Many important combinatorial methods are revisited and repeated several
times throughout the book in exercises, examples, theorems, and proofs
alike, allowing readers to build confidence and reinforce their
understanding of complex material. In addition, the author successfully
guides readers step-by-step through three major achievements of
combinatorics: Van der Waerden's theorem on arithmetic progressions,
Pólya's graph enumeration formula, and Leech's 24-dimensional lattice.

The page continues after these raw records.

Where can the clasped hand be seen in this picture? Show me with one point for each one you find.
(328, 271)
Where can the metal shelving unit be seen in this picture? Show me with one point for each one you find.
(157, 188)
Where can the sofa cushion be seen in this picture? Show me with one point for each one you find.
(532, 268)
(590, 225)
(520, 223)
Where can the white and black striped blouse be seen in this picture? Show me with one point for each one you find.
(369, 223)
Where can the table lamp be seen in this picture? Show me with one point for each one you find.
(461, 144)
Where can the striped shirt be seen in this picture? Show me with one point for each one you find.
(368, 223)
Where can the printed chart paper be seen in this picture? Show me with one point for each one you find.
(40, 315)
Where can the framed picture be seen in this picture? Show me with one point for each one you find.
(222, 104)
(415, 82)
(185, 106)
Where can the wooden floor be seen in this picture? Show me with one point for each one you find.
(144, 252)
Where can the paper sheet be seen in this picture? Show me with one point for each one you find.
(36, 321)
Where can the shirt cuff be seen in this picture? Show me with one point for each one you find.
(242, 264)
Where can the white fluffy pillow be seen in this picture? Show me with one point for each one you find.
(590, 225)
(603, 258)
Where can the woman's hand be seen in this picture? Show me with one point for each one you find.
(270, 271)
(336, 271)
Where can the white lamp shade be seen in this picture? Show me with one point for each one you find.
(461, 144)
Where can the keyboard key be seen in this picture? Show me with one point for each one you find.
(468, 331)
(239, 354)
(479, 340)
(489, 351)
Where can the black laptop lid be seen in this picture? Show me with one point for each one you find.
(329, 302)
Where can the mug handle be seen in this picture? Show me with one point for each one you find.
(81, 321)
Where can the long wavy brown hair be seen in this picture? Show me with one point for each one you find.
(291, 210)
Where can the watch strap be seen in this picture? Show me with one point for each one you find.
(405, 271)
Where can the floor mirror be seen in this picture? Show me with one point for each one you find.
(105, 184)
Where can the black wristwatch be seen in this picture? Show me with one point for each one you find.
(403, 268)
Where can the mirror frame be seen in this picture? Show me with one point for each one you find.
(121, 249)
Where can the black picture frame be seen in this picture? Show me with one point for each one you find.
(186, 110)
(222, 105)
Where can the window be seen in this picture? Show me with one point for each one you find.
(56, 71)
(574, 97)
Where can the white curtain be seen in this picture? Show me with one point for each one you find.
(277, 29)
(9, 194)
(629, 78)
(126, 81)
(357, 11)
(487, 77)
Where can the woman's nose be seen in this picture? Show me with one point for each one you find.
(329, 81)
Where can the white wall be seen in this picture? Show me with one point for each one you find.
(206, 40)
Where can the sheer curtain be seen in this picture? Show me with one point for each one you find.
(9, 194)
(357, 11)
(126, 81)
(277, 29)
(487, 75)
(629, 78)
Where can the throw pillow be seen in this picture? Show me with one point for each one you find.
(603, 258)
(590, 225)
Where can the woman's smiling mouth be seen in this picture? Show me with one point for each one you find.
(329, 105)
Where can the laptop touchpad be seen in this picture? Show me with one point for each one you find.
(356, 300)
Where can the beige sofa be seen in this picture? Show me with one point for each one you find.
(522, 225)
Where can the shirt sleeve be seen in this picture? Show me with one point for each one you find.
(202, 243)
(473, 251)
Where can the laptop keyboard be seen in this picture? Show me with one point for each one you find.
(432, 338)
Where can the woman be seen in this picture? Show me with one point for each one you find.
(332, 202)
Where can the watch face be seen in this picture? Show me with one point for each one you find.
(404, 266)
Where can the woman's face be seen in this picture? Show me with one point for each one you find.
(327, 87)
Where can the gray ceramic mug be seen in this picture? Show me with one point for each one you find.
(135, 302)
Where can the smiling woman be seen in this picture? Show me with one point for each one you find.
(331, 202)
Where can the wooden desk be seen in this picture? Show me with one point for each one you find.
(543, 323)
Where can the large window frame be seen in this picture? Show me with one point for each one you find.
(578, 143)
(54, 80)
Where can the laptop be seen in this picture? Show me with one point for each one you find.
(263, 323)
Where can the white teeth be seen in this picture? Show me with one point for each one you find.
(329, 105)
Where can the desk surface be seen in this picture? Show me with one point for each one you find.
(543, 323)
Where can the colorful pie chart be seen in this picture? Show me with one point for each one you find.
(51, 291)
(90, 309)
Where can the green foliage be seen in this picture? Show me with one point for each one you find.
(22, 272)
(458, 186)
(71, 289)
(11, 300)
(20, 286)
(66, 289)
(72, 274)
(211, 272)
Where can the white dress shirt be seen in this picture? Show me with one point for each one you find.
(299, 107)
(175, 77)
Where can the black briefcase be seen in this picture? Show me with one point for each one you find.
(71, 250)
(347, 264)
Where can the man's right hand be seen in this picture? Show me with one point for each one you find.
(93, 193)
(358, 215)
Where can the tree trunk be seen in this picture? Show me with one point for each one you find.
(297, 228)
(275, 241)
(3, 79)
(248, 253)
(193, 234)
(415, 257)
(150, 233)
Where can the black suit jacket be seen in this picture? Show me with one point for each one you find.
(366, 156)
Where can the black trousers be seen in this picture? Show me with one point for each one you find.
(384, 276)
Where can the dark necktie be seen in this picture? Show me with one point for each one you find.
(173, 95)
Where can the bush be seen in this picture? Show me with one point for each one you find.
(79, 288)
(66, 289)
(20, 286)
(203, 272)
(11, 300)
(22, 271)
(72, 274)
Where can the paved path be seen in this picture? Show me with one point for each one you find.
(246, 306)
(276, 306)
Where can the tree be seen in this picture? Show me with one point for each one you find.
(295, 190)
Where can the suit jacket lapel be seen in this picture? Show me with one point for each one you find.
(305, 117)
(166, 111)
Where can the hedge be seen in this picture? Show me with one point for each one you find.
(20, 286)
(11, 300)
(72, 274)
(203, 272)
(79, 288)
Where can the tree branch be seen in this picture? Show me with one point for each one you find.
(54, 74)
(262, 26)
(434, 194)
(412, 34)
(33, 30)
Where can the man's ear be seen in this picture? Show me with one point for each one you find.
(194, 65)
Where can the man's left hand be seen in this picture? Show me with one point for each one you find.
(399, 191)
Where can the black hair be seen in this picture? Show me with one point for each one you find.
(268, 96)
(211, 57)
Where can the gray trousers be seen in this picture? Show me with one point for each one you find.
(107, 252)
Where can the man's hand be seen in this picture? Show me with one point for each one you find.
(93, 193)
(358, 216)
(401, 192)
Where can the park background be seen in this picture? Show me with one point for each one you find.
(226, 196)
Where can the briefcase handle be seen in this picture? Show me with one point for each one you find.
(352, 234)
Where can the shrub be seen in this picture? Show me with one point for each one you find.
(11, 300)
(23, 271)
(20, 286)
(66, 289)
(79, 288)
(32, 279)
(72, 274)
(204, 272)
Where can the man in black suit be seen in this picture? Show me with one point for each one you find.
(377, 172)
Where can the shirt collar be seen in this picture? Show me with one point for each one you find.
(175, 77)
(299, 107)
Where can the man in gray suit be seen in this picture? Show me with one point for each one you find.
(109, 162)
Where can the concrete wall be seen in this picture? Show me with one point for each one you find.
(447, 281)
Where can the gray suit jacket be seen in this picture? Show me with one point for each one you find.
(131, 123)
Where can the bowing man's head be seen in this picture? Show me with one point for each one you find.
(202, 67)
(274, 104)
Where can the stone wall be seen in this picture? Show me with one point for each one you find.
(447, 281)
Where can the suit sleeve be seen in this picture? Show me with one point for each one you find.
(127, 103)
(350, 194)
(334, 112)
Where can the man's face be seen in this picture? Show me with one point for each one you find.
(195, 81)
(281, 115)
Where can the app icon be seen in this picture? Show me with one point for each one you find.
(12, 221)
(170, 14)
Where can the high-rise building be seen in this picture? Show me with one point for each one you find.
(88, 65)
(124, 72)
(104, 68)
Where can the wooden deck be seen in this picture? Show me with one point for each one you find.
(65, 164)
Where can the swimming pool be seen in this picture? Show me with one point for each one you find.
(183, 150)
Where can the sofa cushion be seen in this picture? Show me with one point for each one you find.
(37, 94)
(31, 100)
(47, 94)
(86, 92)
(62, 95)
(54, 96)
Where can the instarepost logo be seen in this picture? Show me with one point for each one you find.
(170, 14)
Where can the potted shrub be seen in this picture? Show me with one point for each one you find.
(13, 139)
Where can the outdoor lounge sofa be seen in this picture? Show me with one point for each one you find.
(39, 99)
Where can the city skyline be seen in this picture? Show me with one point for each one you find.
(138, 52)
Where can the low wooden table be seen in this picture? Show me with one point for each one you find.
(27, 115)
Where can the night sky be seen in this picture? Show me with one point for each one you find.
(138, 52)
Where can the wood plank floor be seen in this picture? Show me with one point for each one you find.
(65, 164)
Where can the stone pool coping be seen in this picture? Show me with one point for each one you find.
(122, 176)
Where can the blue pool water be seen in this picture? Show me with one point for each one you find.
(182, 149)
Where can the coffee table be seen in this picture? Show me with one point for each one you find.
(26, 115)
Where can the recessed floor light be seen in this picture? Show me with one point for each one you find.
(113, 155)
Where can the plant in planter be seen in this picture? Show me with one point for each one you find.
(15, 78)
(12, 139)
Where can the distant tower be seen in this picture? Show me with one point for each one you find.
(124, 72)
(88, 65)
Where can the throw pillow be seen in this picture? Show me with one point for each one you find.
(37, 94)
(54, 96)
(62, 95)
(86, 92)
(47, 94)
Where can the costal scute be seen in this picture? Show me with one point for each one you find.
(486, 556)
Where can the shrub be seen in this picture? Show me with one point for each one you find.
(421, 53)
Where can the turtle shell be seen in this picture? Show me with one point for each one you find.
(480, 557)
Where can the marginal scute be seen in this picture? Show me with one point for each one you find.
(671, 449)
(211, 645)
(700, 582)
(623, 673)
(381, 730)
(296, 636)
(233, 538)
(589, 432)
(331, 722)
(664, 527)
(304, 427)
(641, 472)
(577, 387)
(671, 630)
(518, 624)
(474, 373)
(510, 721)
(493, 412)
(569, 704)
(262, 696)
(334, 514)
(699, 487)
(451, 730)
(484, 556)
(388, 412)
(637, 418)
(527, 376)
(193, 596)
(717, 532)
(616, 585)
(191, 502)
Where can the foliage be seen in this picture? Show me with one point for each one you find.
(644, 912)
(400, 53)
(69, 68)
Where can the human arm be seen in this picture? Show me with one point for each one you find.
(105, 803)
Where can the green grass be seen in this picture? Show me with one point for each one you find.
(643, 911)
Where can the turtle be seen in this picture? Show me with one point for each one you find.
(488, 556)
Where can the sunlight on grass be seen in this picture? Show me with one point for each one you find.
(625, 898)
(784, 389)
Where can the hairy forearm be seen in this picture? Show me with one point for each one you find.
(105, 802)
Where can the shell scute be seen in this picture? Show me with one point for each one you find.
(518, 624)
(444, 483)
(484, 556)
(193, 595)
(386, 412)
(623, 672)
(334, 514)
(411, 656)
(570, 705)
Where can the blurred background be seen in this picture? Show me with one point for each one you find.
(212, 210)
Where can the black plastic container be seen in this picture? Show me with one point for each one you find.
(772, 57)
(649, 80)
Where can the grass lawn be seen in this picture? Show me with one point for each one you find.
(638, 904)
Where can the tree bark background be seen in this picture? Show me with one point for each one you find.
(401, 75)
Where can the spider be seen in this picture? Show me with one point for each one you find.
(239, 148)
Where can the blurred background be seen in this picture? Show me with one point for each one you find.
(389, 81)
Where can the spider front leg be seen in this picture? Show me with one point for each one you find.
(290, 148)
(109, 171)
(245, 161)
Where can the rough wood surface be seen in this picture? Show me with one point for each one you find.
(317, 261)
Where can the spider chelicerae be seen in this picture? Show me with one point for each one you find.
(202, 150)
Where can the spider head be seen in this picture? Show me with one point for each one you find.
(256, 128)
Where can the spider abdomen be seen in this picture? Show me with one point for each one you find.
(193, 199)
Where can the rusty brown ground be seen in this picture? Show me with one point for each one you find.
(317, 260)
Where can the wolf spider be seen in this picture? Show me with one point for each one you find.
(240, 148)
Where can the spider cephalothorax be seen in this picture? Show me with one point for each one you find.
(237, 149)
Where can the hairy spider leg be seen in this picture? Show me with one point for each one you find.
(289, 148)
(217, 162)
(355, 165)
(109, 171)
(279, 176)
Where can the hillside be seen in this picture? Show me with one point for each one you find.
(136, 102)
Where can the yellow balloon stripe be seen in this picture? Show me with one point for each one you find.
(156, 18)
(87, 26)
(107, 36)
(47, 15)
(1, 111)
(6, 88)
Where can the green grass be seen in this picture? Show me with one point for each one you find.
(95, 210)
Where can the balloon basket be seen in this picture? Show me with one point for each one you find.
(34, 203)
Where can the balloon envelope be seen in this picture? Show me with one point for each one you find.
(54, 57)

Along with updated tables and references that reflect recent advances in
various areas, such as error-correcting codes and combinatorial designs,
the Second Edition also features:
- Many new exercises to help readers understand and apply combinatorial
techniques and ideas
- A deeper, investigative study of combinatorics through exercises
requiring the use of computer programs
- Over fifty new examples, ranging in level from routine to advanced,
that illustrate important combinatorial concepts
- Basic principles and theories in combinatorics as well as new and
innovative results in the field
Introduction to Combinatorics, Second Edition is an ideal textbook for
a one- or two-semester sequence in combinatorics, graph theory, and
discrete mathematics at the upper-undergraduate level. The book is also
an excellent reference for anyone interested in the various applications
of elementary combinatorics.